For painting, Tequi usually uses acrylic on canvas or rag paper, collage and mixed media, and aniline on silk. For her printmaking, she usually does colored etching on zinc or copper plates and engraving on copper.

"My maternal grandfather, Pablo Lucas was the first Filipino director of the Bureau of Printing. Perhaps I inherited the genes for printmaking from him. I also, later on, was a book designer for the UP Press," she says. The major themes or topics that Tequi deals with in her works revolve around "politics, our relationship with the Almighty, and time."

In the home Tequi shares with husband Marc, a retired banker, in France, practically all of the artworks are by Filipino artists. "We have a number of works by Joya, of course," she says. "Macario Vitalis, BenCab, Claude Tayag, Phyllis Zaballero, Popo San Pascual, R.M. de Leon and many more. I also have a 1928 Amorsolo landscape that I inherited from my mother."
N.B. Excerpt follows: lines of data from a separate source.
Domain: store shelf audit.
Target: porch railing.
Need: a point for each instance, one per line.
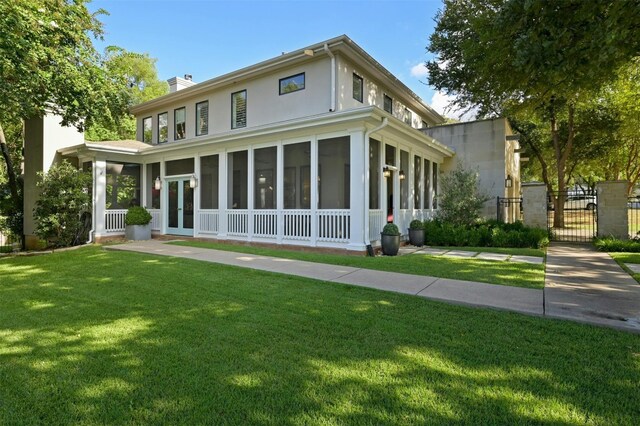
(334, 225)
(209, 221)
(114, 220)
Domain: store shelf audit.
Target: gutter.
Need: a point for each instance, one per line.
(333, 77)
(368, 133)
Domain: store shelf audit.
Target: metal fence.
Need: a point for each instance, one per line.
(576, 217)
(508, 210)
(633, 212)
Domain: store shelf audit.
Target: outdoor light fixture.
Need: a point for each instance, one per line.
(508, 182)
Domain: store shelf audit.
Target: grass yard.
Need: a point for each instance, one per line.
(487, 271)
(96, 337)
(623, 258)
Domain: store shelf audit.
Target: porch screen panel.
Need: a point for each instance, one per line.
(153, 194)
(209, 167)
(297, 176)
(426, 185)
(417, 163)
(123, 185)
(237, 180)
(265, 167)
(374, 174)
(334, 171)
(404, 183)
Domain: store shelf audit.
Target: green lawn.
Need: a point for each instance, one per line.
(486, 271)
(100, 337)
(623, 258)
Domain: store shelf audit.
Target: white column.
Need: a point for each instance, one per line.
(357, 194)
(314, 191)
(196, 196)
(250, 195)
(280, 190)
(100, 174)
(223, 186)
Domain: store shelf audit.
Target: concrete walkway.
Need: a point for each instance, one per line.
(586, 285)
(516, 299)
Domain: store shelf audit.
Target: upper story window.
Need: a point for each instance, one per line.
(180, 123)
(292, 84)
(407, 116)
(163, 129)
(388, 104)
(147, 130)
(358, 87)
(239, 109)
(202, 118)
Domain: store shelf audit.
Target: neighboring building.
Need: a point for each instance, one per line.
(318, 147)
(490, 147)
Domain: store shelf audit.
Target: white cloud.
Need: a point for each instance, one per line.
(443, 103)
(419, 71)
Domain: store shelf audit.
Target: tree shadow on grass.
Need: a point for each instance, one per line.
(104, 337)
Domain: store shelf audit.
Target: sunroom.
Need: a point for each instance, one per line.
(323, 184)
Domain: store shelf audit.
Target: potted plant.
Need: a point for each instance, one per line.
(416, 233)
(137, 221)
(390, 239)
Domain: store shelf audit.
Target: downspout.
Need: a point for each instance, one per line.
(333, 77)
(368, 133)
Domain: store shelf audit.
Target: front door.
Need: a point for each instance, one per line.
(180, 214)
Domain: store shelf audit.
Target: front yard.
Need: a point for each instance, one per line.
(96, 337)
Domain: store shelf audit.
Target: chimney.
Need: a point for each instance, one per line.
(179, 83)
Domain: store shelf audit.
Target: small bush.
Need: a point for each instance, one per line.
(137, 215)
(390, 229)
(416, 225)
(484, 234)
(614, 244)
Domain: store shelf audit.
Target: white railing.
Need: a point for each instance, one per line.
(334, 225)
(377, 220)
(209, 221)
(297, 225)
(156, 219)
(238, 222)
(265, 223)
(114, 220)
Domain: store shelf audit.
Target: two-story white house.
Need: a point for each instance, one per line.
(318, 147)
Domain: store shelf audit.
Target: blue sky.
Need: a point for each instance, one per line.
(207, 38)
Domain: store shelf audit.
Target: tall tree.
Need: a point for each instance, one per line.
(48, 64)
(139, 71)
(509, 56)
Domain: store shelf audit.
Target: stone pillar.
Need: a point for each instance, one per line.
(534, 204)
(612, 209)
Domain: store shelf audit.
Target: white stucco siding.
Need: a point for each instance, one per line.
(373, 95)
(265, 105)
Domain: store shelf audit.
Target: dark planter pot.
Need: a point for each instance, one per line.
(390, 244)
(138, 232)
(416, 237)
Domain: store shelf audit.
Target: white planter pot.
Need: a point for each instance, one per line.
(138, 232)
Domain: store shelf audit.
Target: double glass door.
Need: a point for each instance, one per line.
(180, 217)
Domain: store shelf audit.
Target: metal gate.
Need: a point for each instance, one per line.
(508, 210)
(576, 219)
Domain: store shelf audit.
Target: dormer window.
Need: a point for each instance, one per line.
(358, 87)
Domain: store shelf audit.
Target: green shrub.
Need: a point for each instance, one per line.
(416, 225)
(63, 211)
(137, 215)
(614, 244)
(390, 229)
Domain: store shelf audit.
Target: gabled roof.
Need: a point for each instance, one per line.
(341, 44)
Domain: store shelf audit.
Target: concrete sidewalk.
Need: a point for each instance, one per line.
(516, 299)
(586, 285)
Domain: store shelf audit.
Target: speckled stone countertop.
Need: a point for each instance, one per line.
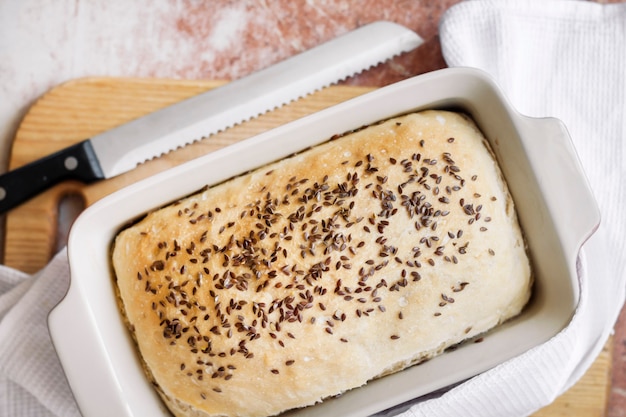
(45, 43)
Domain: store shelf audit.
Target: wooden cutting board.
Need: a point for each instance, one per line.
(82, 108)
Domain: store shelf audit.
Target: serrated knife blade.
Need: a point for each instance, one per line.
(121, 149)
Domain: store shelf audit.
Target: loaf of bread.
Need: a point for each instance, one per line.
(313, 275)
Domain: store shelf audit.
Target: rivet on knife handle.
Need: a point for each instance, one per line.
(74, 162)
(120, 149)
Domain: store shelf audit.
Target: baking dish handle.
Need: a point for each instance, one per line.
(568, 194)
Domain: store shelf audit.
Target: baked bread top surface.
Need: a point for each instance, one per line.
(317, 273)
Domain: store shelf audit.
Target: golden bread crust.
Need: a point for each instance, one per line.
(322, 271)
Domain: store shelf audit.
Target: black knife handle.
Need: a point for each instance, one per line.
(74, 162)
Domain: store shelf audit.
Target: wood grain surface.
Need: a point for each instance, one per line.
(82, 108)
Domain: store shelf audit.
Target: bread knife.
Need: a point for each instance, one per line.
(121, 149)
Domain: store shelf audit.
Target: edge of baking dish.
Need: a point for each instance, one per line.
(536, 156)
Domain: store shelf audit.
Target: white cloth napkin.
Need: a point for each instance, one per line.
(552, 58)
(564, 59)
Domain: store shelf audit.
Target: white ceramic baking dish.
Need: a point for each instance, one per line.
(555, 206)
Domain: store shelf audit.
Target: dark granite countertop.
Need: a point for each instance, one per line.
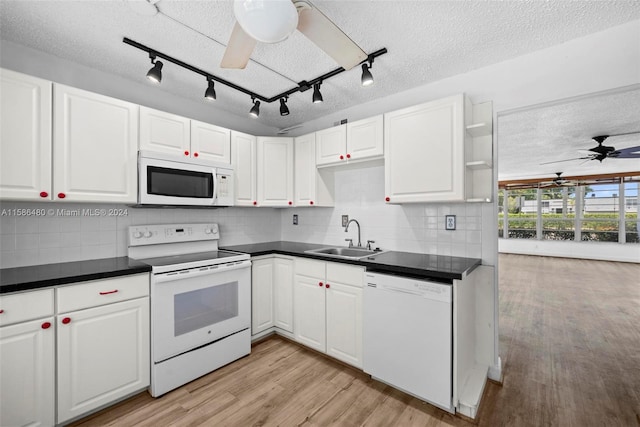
(41, 276)
(439, 267)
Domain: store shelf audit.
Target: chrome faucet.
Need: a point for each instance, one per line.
(347, 229)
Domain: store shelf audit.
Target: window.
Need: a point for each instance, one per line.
(558, 219)
(631, 221)
(592, 211)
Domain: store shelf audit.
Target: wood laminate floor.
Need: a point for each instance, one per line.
(569, 341)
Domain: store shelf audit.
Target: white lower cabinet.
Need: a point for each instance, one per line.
(103, 343)
(271, 294)
(103, 355)
(27, 368)
(261, 295)
(328, 308)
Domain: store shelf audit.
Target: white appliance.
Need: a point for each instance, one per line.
(407, 337)
(200, 301)
(169, 180)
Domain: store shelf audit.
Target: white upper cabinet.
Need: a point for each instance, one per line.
(25, 137)
(164, 132)
(210, 142)
(312, 187)
(331, 145)
(275, 171)
(360, 140)
(424, 152)
(95, 144)
(243, 159)
(168, 133)
(365, 138)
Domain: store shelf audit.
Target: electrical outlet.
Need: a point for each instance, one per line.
(450, 222)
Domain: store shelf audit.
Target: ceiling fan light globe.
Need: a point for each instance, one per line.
(255, 110)
(268, 21)
(284, 110)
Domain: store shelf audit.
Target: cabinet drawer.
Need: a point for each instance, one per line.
(26, 306)
(345, 274)
(100, 292)
(309, 268)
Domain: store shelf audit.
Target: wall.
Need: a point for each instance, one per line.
(59, 237)
(359, 193)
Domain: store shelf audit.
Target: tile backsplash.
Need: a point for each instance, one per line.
(66, 231)
(359, 193)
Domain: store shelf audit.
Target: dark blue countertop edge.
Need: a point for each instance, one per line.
(425, 266)
(41, 276)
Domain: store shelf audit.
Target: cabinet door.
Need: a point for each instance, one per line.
(365, 138)
(331, 145)
(243, 159)
(305, 170)
(309, 312)
(27, 374)
(275, 171)
(262, 283)
(25, 137)
(283, 293)
(103, 355)
(210, 142)
(424, 152)
(95, 145)
(164, 132)
(344, 323)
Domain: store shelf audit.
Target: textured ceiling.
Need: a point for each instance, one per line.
(427, 41)
(560, 130)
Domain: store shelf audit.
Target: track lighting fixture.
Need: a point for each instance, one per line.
(210, 93)
(284, 110)
(155, 73)
(317, 96)
(255, 110)
(367, 77)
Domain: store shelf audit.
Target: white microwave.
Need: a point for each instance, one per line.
(168, 180)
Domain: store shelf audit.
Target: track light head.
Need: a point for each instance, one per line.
(155, 73)
(210, 93)
(284, 110)
(317, 96)
(367, 77)
(255, 110)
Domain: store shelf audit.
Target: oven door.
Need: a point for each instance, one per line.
(164, 182)
(194, 307)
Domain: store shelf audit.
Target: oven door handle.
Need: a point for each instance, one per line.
(200, 271)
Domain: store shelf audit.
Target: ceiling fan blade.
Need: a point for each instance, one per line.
(569, 160)
(327, 36)
(627, 153)
(239, 49)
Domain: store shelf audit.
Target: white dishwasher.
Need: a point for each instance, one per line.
(407, 340)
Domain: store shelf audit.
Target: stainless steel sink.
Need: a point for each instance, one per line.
(345, 253)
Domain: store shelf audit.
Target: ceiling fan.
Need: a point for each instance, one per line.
(601, 151)
(274, 20)
(558, 181)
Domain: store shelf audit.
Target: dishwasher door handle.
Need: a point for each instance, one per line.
(402, 291)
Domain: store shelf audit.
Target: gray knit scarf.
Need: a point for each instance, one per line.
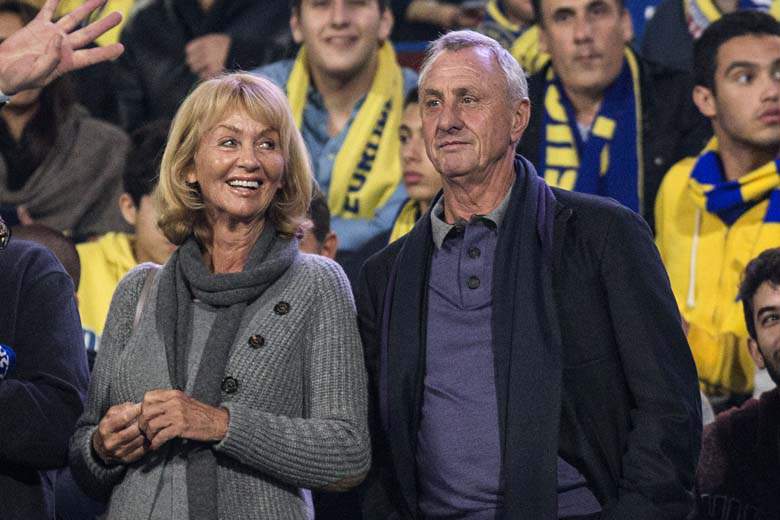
(183, 279)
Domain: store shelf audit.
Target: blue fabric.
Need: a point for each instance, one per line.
(621, 179)
(352, 233)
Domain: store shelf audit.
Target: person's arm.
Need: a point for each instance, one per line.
(662, 448)
(355, 233)
(43, 399)
(42, 50)
(93, 475)
(328, 449)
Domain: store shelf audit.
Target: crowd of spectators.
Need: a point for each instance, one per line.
(681, 126)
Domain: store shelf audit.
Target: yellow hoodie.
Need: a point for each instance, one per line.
(103, 264)
(705, 259)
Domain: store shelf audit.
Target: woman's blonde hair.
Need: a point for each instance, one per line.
(181, 206)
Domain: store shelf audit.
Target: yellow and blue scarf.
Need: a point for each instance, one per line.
(367, 168)
(522, 42)
(408, 216)
(701, 13)
(610, 161)
(729, 200)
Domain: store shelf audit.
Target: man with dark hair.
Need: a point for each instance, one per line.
(346, 91)
(716, 211)
(318, 238)
(106, 260)
(739, 468)
(524, 348)
(602, 122)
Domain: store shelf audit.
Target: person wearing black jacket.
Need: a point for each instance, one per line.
(170, 44)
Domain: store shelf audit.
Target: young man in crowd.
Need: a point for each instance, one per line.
(105, 261)
(601, 123)
(717, 211)
(346, 90)
(739, 466)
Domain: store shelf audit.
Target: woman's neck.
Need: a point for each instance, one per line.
(231, 244)
(17, 118)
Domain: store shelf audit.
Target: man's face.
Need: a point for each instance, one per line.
(765, 349)
(467, 119)
(585, 40)
(341, 36)
(745, 104)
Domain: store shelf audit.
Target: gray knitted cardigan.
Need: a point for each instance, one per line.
(298, 418)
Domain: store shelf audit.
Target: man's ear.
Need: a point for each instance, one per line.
(758, 359)
(520, 118)
(627, 25)
(330, 245)
(295, 25)
(704, 99)
(385, 24)
(128, 209)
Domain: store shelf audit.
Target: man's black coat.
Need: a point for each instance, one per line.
(629, 408)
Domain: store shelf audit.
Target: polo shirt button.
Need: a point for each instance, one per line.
(256, 341)
(230, 385)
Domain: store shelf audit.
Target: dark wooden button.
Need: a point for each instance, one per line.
(256, 341)
(230, 385)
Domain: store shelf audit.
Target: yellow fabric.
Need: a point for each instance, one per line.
(717, 332)
(405, 220)
(527, 52)
(103, 264)
(367, 169)
(109, 37)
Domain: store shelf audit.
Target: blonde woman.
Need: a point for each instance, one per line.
(242, 381)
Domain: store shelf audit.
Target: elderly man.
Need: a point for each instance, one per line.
(526, 351)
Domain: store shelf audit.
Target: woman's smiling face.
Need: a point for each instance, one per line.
(239, 165)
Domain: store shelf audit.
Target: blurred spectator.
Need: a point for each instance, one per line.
(421, 179)
(511, 23)
(739, 466)
(57, 243)
(318, 238)
(57, 163)
(670, 33)
(106, 260)
(720, 209)
(346, 90)
(170, 44)
(602, 123)
(42, 396)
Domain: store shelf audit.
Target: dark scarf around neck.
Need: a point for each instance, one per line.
(526, 344)
(184, 278)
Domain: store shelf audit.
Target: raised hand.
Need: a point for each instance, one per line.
(168, 414)
(43, 50)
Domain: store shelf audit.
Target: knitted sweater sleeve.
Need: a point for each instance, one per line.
(329, 447)
(93, 476)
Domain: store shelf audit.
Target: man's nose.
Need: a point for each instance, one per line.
(339, 13)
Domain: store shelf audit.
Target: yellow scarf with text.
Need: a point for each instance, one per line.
(367, 168)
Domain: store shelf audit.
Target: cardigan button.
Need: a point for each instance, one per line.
(256, 341)
(230, 385)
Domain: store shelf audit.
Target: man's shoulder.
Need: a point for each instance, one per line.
(278, 72)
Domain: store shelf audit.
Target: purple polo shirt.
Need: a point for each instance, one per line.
(458, 444)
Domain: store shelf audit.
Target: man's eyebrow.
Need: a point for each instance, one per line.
(764, 310)
(740, 65)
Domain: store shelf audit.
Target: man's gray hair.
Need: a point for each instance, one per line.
(516, 84)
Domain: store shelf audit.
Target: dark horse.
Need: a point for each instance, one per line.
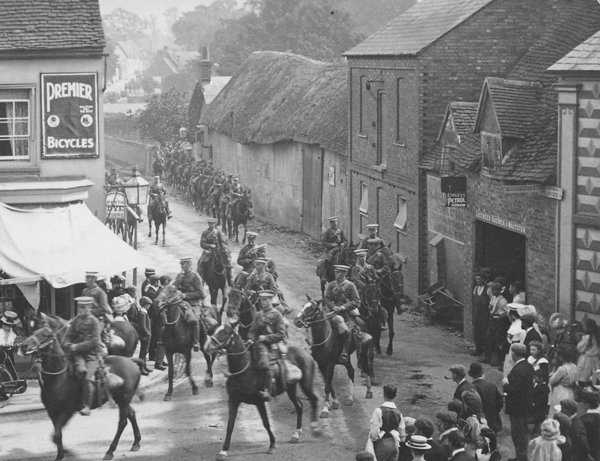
(240, 212)
(344, 256)
(157, 212)
(218, 275)
(369, 311)
(178, 337)
(326, 347)
(61, 391)
(391, 286)
(242, 384)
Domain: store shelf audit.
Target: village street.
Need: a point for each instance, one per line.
(193, 427)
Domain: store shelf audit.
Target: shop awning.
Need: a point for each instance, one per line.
(59, 245)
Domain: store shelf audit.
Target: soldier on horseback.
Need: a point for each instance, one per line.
(341, 297)
(156, 188)
(266, 332)
(210, 240)
(333, 239)
(360, 274)
(190, 285)
(82, 342)
(172, 296)
(248, 252)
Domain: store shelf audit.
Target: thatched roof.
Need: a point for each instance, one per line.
(283, 97)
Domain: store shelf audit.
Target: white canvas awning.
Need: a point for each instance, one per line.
(59, 245)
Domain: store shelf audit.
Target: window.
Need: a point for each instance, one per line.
(360, 102)
(364, 199)
(400, 222)
(15, 124)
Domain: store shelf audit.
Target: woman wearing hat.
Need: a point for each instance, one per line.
(545, 447)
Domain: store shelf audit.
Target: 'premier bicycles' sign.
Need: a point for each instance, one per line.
(69, 115)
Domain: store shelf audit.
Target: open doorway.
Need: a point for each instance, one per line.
(503, 251)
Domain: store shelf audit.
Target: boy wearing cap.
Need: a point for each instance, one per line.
(332, 239)
(248, 252)
(341, 297)
(100, 307)
(518, 391)
(211, 239)
(82, 342)
(189, 283)
(267, 330)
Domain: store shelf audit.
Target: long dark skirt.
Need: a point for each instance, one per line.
(386, 449)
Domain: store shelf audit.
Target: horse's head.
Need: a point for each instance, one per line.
(221, 340)
(38, 341)
(310, 312)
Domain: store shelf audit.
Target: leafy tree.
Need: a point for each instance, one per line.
(162, 117)
(312, 28)
(196, 29)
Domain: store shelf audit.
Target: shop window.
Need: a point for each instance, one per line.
(364, 199)
(15, 123)
(402, 216)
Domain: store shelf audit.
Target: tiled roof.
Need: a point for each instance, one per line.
(36, 25)
(463, 115)
(584, 57)
(515, 103)
(418, 27)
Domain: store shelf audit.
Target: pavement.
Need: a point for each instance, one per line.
(31, 400)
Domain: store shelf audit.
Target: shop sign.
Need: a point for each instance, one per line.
(447, 221)
(522, 190)
(454, 191)
(69, 115)
(115, 205)
(500, 222)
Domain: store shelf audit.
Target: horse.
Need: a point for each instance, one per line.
(369, 311)
(157, 212)
(243, 384)
(218, 275)
(126, 331)
(62, 392)
(344, 256)
(178, 337)
(326, 347)
(240, 213)
(391, 287)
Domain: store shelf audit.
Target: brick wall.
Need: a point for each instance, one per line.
(417, 91)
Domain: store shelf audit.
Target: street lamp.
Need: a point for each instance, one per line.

Tequi's husband was actually her French teacher when she was in college. "He was teaching in UP and the Alliance Française in lieu of the military service that was obligatory in France at that time," she recounts. They married in 1977 and moved to France the same year. Her daughter and two sons are now all married and have given Tequi five grandchildren.

Between two lands Her last exhibit in Manila was two years ago at the Hiraya Gallery. This year, Tequi will be sharing a glimpse of her life in France with Filipino art lovers. Tequi is currently preparing for an exhibit to be featured at the Alliance Francaise.

"It will be called `Périgord Still Life.' Périgord is the region where my family and I live and my still life paintings show, in some way, my life there in that village. There will be around thirty pieces of acrylic on linen and they will range from small to big sizes."

"I've used Périgord as a theme off and on starting with my exhibit with Budji Layug in Reposo but more consistently so starting with my show at Dr. Joven Cuanang's Pinto Gallery," she says.

Despite living away from the Philippines, Tequi clearly has strong ties to her land of birth. In fact, she foresees a "rich and varied future for Philippine art." She notes, "There is a lot of public interest in local artists who can satisfy a great range of tastes with works of high quality from the experimental to the conservative. And not just in the visual arts. Theatre is very much alive and fecund. In France right now, Filipino cinema is included in the Paris Film Fest. We Pinoys have something to say to the world, we `say' it in our language and we are sure the world will hear us."